Our Maui Guide: Four Great Ways to Get the Most Out on the Island
As the season cools the gays head west to warmer climates of Hawaii. The island of Maui is one of the most diverse and whether your looking for action, traveling with your kids, or just looking to drop out for awhile, there is is something for everyone. Here are four very different but equally fabulous ways to enjoy this beautiful destination:
A place for gay families at Kaanapali Beach
For those who have tykes traveling with you, Kaanapali beach is a great right fit. The hotels on this strip of beaches are packed with kids and most feature some kind of day care service, and same-sex parents are definitely in this comfortable mix.
In the 1980s most of the hotels converted pools into mini water parks complete with multi-story slides, lagoons and other kid friendly areas. These are fun for big kids as well, though you might look a bit ridiculous hanging in the 5-year-old crowd. The beaches are actually some of the best on the island but every inch is jammed so get there early.
The hotels in this area are reasonably priced and while the kids are in their play group, dads and moms can enjoy a romantic Luau, one of the best of which being found at The Westin, where you can watch scantily clad Hawaiian men in grass skirts get oiled up, climb on each others backs, and juggle fire.
Located on the Eastern shore of the Island, the Maui town of Hana is accessible only after a two-hour drive along a twisting, turning one-lane road that skirts the cliff edge of the Island. Once you arrive you will find one of the most remote locations on any of the islands–just a gas station, a couple of locals running restaurants out of their homes, and the town’s only hotel, The Travaasa Hana. Recently purchased by the Travaasa Hotel Group, the hotel just reopened under its new name, but little has changed. The hotel still features ocean view cottages, a couple of which include hot tubs on your private lanai. And a world class spa. They have changed from a la carte to all inclusive though, so for around $650 you get three meals, a spa treatment a day, and lodging.

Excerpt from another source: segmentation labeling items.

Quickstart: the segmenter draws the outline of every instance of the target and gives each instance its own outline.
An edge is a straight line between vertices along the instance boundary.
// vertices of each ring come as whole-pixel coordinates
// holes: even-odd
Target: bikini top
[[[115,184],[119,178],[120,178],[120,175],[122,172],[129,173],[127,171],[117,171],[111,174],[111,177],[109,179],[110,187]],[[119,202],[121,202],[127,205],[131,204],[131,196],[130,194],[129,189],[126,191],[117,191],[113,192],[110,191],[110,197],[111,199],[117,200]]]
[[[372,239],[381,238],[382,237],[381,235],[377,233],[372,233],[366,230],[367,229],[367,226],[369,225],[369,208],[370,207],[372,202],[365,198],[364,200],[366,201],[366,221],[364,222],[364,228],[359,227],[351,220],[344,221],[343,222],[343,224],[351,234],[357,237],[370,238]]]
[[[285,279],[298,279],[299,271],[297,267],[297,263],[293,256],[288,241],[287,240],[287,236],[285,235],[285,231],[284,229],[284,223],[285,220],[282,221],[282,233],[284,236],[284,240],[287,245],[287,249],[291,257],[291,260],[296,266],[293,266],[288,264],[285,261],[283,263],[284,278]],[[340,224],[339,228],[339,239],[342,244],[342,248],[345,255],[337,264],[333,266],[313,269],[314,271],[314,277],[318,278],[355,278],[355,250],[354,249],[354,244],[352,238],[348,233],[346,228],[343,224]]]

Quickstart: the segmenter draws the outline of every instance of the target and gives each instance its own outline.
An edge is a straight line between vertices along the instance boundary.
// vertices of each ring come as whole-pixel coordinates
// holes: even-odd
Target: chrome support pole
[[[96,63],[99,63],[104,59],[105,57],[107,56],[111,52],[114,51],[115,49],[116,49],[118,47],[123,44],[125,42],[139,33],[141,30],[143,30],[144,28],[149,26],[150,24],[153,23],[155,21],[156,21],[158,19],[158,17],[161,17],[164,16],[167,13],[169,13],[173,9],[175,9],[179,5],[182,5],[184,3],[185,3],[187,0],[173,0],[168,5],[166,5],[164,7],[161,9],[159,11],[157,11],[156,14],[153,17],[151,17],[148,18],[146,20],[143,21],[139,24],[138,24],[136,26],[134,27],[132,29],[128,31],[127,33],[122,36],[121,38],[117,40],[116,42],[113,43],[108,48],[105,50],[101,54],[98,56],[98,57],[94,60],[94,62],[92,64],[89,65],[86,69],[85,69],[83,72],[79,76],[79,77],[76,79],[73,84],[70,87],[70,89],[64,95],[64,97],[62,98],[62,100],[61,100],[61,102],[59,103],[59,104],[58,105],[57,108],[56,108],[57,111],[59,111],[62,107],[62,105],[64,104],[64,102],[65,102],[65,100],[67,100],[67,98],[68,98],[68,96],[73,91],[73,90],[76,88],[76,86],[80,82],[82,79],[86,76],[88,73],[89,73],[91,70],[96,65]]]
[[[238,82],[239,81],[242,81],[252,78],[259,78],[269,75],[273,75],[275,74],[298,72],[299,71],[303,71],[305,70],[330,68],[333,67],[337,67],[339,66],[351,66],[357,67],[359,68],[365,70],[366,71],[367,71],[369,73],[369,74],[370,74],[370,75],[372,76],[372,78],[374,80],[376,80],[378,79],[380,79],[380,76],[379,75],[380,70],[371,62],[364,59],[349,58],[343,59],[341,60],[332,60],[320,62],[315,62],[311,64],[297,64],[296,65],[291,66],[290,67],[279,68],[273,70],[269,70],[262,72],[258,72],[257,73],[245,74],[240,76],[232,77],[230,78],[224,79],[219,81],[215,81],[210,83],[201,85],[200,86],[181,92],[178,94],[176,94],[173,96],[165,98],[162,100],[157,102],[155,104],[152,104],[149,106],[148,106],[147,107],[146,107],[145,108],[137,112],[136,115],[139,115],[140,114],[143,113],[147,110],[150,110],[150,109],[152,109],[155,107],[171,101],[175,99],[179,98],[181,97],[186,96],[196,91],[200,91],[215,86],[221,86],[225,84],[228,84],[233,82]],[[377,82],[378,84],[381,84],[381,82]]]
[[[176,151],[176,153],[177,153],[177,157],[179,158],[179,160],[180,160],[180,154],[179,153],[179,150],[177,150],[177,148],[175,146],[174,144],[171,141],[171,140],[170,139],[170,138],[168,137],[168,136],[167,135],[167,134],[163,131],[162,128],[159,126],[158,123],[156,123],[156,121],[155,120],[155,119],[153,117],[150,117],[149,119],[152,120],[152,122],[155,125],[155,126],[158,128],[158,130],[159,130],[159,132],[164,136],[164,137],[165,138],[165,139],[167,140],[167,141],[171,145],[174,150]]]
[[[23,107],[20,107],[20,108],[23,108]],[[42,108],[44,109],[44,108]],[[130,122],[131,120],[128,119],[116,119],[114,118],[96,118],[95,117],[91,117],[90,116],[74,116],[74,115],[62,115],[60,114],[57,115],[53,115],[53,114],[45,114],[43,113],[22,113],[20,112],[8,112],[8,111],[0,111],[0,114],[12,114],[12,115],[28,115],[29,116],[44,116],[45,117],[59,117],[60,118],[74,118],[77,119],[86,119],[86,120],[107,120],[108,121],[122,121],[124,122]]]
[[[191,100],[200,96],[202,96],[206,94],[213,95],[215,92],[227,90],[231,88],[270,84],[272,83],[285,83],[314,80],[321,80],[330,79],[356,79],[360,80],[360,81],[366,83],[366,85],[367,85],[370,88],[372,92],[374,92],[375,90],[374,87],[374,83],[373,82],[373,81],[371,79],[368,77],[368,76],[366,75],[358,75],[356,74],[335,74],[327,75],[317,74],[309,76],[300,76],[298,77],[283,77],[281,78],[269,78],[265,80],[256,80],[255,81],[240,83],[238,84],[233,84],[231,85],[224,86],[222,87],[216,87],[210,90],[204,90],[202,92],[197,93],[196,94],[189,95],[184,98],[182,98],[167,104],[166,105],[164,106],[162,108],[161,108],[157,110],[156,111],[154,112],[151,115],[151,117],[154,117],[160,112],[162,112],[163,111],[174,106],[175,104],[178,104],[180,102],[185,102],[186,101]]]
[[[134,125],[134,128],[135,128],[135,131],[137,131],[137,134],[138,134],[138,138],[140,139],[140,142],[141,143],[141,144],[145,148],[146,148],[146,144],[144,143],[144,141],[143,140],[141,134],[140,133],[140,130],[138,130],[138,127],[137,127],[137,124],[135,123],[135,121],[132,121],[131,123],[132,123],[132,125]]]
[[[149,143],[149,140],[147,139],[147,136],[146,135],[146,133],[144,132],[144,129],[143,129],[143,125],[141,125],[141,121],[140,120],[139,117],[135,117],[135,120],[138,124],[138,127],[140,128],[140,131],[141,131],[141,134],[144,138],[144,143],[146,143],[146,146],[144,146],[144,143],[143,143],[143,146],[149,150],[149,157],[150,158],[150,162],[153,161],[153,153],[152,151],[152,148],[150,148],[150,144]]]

Try the Lomilomi massage which is based on the hula and meant to evoke the movement of the waves. With civil unions starting January 1 in Hawaii, Hana is a great place for a honeymoon, and the hotel has as many activities as a cruise, or you can just sleep out on your lanai and listen to the numerous daily rainshowers.
Gay Specific in Kihei
Everyone I saw on Grinder seemed to be staying on the south shores of the Island in the town of Kihei, so that tells you something. It is home to one of Hawaii’s only gay resorts the Maui Sunseeker Hotel. Located in the “hippie” district the Sunseeker is like a page out of an Armistead Maupin novel and is perfect for travelers who want to patronize gay businesses and to be around travelers with similar interests.

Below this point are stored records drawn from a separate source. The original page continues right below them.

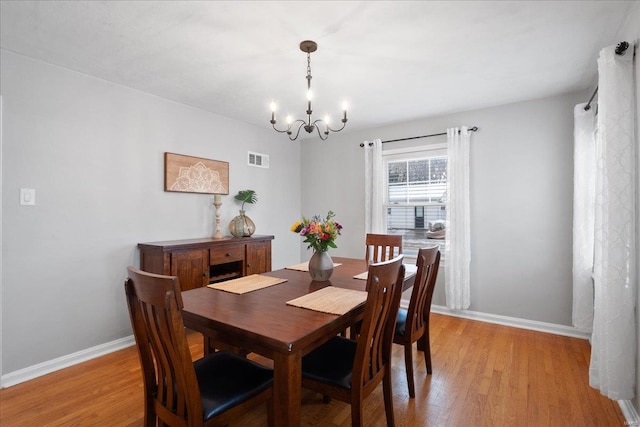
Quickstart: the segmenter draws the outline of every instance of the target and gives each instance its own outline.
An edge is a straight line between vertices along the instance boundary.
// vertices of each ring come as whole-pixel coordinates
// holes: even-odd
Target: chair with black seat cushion
[[[416,261],[418,270],[411,291],[409,308],[398,310],[396,331],[393,342],[404,346],[404,362],[407,370],[407,384],[409,396],[415,397],[413,382],[413,343],[418,342],[418,350],[424,353],[427,373],[431,374],[431,344],[429,340],[429,315],[431,313],[431,298],[436,286],[438,267],[440,265],[440,251],[438,247],[424,248],[418,251]]]
[[[226,425],[267,401],[273,371],[221,351],[193,362],[180,310],[178,278],[128,268],[127,303],[142,365],[147,427]]]
[[[367,262],[382,262],[402,255],[402,235],[372,234],[365,238],[365,255]]]
[[[331,338],[302,358],[302,387],[351,404],[351,425],[362,426],[362,402],[382,382],[387,425],[394,425],[391,346],[402,296],[402,255],[368,268],[367,300],[357,341]]]

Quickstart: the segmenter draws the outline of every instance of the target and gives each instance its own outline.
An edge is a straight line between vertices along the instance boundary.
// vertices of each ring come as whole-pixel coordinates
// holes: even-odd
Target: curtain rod
[[[474,126],[468,129],[470,132],[475,132],[478,130],[478,126]],[[431,135],[421,135],[421,136],[412,136],[409,138],[399,138],[399,139],[390,139],[388,141],[382,141],[382,143],[384,144],[385,142],[397,142],[397,141],[409,141],[411,139],[419,139],[419,138],[430,138],[432,136],[440,136],[440,135],[446,135],[446,132],[442,132],[442,133],[432,133]],[[371,147],[373,145],[373,142],[369,143],[369,147]],[[364,142],[360,143],[361,147],[364,147]]]
[[[629,42],[618,43],[618,45],[616,46],[616,55],[624,55],[628,48]],[[589,102],[587,102],[587,105],[584,106],[584,111],[589,111],[591,109],[591,101],[593,101],[593,98],[595,98],[597,94],[598,86],[596,86],[596,90],[593,91],[593,95],[591,95],[591,98],[589,98]]]

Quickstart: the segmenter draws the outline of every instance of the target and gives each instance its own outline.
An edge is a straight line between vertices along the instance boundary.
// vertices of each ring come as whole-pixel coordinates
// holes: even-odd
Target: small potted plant
[[[234,237],[248,237],[256,231],[256,225],[254,222],[245,215],[244,204],[249,203],[251,205],[258,202],[258,195],[253,190],[240,190],[234,197],[236,200],[242,202],[240,207],[240,215],[236,216],[229,223],[229,231]]]

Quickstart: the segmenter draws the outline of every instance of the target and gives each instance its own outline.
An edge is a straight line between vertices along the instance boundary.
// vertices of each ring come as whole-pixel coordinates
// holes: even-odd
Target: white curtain
[[[384,171],[381,140],[364,142],[364,161],[364,229],[366,233],[385,233],[382,217]]]
[[[598,132],[594,318],[589,383],[615,400],[633,398],[636,379],[634,306],[635,139],[633,47],[598,58]]]
[[[445,293],[451,309],[471,304],[471,232],[469,207],[469,145],[466,126],[447,129],[447,227],[445,237]]]
[[[573,326],[593,328],[593,238],[596,203],[596,104],[573,110]]]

If you are used to the W Hotel, the Sunseeker, with its mismatched rooms and sun worn lounge chairs, is going to be roughing it, but they are currently undergoing renovations and will soon be offering up refurbished rooms with new windows to cushy new beds. Still the place will not lose the subtle, old-school charm of its older clientele, clothing optional sun deck and hot tub, and little pots of herbs placed near the communal barbeques. With some of the most affordable rooms on the island, the price seriously can’t be beat, and the hotel is located next to Little Beach, Maui’s world famous nude beach.
Luxury in Wailea
Wailea is the Beverly Hills of Maui and its hotel attract a well-healed clientele. With hotels like The Grand Wailea and the Four Seasons, cute preppy guys litter the beaches and good food and good shopping abound. The still relatively unknown gem of this area though is the Wailea Beach Villas. This collection of multi-million dollar condos offers rentals by the night or week to those looking for something more upscale.
Marble featured bathrooms, soaking tubs, granite kitchens with multiple sub zero refrigerators are standard, though you are at the mercy of each units owner’s decor—mine had some terrible silk flowers and Pier One lampshades.

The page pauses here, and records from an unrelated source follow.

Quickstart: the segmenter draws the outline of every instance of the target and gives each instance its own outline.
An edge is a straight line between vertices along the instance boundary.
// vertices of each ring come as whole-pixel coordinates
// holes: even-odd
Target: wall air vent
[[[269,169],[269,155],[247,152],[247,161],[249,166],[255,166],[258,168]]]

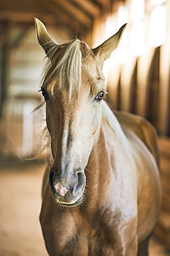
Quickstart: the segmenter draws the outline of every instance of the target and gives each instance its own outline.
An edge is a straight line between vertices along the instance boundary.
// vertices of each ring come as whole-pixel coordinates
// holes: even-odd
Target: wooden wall
[[[170,1],[143,1],[143,13],[136,10],[135,17],[133,2],[137,1],[114,3],[110,15],[94,24],[92,44],[96,46],[128,23],[118,49],[106,63],[108,100],[114,109],[140,115],[160,134],[170,136]],[[158,22],[153,25],[156,15],[160,28]]]

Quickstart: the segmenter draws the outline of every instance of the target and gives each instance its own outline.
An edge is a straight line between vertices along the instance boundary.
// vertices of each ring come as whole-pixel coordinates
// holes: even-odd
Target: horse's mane
[[[102,102],[102,112],[103,116],[107,120],[109,127],[115,133],[118,140],[123,145],[124,149],[127,154],[129,155],[130,145],[129,140],[127,139],[127,137],[125,136],[125,134],[124,134],[116,117],[114,116],[113,111],[111,110],[109,107],[107,105],[107,103],[105,100],[103,100]]]
[[[56,44],[48,53],[45,63],[43,84],[58,77],[57,87],[69,86],[70,98],[76,94],[81,84],[81,42],[76,39],[67,44]]]

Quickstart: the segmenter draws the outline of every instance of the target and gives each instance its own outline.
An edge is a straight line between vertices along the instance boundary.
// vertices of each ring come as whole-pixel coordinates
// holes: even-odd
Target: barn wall
[[[94,23],[94,47],[128,23],[118,49],[105,62],[112,107],[139,114],[160,134],[170,135],[170,1],[114,2],[112,11]]]

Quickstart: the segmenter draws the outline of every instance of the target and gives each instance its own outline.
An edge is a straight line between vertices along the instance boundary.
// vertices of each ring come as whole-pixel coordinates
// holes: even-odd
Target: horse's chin
[[[84,194],[83,194],[83,195],[76,201],[75,201],[75,202],[72,202],[70,203],[65,203],[65,202],[61,202],[59,201],[58,201],[56,198],[54,198],[54,200],[55,200],[55,202],[60,206],[63,206],[64,208],[73,208],[73,207],[75,207],[75,206],[78,206],[78,205],[80,205],[83,201],[83,199],[84,199]]]

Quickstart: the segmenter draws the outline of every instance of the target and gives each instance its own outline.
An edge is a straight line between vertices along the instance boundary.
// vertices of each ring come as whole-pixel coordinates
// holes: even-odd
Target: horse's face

The resort has no restaurant so unlike other hotels tourists don’t come in off the street which is a plus if you are looking for privacy or you don’t want anyone to see who you are with. My favorite feature, though, was the children-only black bottom pool which meant I didn’t have to be around anyone’s screaming little brats. The Villas offer all the autonomy of condo rental with all the amenities of a hotel: room service is available via the restaurants in the adjoining Shops at Wailea, and the hotel’s concierge.